To the surprise of no one – except perhaps Joe Kennedy III – the man behind a late infusion of $2 million into the New Leadership PAC that backed Kennedy in his primary race against incumbent U.S. Sen. Ed Markey was Joe Kennedy II, the younger Kennedy’s father.
JKII, a former congressman, had some $2.8 million left over in his campaign account, in spite of having left Congress in 1999. It’s perfectly legal to donate that money to political campaigns or charities – not to confuse the two, of course – as long as a political contribution is done through a political action committee, or PAC, which is in effect a blind trust. The law says a PAC can’t work in concert with a candidate, which in the case of the recent primary between JKIII and Markey, meant the younger Kennedy could not coordinate how money was spent by the New Leadership PAC. That PAC was formed in July and ultimately received two $1 million infusions from JKII’s former campaign account.
Paul S. Ryan, vice president of policy and litigation for Common Cause, noted that neither the PAC nor either Kennedy did anything wrong in this arrangement. Federal campaign finance laws say donors to a PAC don’t have to be identified until certain reporting dates. In this case, that date came after the Sept. 1 primary, which Joe Kennedy III lost to Markey.
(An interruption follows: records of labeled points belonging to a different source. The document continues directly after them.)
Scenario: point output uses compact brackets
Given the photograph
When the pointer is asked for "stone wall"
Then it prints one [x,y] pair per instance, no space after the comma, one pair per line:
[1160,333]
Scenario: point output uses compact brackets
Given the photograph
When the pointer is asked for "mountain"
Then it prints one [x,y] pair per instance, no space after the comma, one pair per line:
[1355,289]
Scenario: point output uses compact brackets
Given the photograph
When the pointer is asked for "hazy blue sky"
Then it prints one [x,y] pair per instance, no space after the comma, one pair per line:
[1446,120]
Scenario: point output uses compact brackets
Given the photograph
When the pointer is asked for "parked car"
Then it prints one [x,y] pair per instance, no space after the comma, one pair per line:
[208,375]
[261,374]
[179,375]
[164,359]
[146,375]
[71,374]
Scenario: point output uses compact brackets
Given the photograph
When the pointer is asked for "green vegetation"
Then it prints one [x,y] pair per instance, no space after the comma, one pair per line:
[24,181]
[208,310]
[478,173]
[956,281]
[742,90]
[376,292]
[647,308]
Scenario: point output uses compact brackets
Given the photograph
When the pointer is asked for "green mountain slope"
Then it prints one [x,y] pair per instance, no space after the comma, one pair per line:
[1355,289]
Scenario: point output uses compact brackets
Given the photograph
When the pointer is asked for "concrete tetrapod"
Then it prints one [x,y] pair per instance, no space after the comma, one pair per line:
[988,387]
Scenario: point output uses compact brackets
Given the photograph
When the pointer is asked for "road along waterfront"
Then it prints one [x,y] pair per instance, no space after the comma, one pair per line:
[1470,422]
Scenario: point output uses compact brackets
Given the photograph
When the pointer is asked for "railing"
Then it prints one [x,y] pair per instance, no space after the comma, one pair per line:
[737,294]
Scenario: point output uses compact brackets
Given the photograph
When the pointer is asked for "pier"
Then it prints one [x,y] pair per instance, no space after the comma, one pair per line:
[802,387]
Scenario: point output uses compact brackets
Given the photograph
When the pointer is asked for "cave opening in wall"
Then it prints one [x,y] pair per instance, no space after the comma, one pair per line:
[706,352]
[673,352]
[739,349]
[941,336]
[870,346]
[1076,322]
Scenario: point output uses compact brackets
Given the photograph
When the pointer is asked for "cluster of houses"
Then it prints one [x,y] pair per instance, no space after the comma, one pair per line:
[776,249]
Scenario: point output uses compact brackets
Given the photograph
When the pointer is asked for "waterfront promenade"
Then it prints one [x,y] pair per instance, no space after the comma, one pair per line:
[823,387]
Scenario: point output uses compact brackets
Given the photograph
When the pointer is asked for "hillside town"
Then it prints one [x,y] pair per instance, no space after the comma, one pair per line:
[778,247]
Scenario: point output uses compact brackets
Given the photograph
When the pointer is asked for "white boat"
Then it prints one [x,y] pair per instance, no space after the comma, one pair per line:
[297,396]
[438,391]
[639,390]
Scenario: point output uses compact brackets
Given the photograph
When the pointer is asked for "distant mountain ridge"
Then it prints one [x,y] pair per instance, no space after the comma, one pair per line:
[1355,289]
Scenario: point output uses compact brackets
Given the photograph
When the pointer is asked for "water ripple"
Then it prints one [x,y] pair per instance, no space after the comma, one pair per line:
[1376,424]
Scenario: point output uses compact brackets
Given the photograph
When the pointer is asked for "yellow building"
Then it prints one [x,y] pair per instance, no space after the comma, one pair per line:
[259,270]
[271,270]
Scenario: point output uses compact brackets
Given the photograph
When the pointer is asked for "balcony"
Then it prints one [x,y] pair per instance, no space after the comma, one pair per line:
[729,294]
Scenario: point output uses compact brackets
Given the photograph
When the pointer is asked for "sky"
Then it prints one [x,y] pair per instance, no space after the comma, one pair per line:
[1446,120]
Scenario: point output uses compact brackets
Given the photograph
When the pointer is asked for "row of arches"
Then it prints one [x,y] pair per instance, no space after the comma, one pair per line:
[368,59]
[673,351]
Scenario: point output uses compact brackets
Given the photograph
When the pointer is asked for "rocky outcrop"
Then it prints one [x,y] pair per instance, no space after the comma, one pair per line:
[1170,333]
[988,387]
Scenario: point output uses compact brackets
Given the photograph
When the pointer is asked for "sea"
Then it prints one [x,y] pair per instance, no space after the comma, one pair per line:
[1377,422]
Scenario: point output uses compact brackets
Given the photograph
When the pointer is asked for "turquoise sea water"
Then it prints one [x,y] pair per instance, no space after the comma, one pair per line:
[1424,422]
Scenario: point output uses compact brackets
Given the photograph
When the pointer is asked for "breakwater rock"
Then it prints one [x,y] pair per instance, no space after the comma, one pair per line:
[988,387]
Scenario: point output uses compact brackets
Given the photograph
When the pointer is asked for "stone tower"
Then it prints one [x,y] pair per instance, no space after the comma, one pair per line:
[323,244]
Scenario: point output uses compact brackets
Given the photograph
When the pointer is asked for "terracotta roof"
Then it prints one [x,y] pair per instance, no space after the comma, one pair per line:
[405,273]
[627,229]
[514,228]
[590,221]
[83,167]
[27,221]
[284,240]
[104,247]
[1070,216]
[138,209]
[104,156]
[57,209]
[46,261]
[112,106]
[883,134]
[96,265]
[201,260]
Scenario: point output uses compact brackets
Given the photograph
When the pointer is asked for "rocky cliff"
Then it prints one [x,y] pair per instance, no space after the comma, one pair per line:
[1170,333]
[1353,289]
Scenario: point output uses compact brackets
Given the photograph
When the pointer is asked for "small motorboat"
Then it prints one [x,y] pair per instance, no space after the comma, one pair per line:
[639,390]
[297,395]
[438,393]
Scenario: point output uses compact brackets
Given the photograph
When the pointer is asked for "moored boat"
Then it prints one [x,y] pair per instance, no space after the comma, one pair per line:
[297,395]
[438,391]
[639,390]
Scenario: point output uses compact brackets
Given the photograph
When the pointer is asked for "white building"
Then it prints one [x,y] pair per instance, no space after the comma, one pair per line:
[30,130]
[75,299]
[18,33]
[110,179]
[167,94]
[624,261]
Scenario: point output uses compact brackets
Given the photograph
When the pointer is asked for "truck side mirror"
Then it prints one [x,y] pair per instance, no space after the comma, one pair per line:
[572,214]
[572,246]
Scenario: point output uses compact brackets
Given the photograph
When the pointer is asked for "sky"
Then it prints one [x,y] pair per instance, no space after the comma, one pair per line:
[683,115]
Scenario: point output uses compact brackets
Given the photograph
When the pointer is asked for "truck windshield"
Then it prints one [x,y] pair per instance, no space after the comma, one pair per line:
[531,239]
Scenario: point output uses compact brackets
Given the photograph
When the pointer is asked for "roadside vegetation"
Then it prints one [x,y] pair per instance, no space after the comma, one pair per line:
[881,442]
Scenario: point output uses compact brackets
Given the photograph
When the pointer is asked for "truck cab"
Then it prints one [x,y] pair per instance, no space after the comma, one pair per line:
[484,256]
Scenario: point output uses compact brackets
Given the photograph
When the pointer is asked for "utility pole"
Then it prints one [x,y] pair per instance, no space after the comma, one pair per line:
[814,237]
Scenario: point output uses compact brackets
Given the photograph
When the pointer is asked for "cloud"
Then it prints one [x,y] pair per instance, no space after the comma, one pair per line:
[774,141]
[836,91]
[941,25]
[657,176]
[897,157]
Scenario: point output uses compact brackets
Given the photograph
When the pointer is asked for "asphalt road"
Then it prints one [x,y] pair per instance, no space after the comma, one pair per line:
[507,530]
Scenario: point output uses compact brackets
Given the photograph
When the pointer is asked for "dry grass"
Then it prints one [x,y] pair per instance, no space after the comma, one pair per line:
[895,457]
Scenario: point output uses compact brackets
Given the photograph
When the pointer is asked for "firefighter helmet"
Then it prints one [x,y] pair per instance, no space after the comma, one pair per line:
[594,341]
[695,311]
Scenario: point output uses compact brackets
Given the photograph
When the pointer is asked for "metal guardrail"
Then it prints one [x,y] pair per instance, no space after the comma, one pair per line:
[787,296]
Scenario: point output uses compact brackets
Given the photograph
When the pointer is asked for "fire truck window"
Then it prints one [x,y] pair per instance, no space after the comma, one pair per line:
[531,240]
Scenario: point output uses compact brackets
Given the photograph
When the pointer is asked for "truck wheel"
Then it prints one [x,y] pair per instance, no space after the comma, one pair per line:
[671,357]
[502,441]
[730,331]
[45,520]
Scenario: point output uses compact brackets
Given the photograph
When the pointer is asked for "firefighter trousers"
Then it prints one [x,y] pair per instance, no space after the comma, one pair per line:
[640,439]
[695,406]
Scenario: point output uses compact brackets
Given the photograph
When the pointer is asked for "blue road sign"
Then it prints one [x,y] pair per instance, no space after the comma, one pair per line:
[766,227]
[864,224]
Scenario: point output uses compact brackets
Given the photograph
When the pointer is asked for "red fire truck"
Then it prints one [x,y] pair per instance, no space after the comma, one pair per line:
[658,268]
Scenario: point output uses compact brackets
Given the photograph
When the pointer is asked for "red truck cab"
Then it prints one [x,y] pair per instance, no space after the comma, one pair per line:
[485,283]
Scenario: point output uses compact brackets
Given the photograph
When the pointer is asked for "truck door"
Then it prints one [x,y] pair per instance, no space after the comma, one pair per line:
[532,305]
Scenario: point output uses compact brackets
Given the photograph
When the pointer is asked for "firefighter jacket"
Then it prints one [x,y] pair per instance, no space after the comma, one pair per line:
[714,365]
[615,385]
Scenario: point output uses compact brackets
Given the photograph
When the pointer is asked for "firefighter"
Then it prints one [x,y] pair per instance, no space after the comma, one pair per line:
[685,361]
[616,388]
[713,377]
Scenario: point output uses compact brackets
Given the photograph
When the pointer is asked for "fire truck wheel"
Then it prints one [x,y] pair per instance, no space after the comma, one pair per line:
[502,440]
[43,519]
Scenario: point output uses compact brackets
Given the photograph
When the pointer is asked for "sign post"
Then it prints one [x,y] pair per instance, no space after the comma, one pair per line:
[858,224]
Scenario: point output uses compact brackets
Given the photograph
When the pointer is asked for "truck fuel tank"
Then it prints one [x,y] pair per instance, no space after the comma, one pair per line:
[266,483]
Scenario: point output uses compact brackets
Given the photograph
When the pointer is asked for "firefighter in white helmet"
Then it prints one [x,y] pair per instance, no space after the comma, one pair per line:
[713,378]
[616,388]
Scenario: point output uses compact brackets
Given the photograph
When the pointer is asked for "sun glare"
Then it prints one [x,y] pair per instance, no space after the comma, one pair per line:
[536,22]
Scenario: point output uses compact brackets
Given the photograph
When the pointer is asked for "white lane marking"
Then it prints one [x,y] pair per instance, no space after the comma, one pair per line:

Ryan said the PAC reported last-minute spending – as required – in the final days of the primary campaign. But the law doesn’t mandate disclosure of where the money within the PAC came from until after the vote, in this case.
Ryan, and others, think that needs to change so voters know before an election who is behind advertising campaigns and other political spending for or against specific candidates.
“The public deserves more information not only about last-minute spending but about last minute fundraising,” Ryan told the Boston Globe.
Markey had harangued the younger Kennedy to say whether his father had contributed to the super PAC, but JKIII said he had “no clue. No idea.”
Markey’s campaign manager, John Walsh, noted the campaign finance law permits late donors to remain anonymous until specific reporting dates.
“It’s not illegal. This is all within the rules. The rules should be changed,” Walsh told the Boston Globe.
We wholeheartedly agree. Congress needs to change the laws for more transparency, but in these divisive times any such action to give voters more information – rather than less – is a long shot, at best.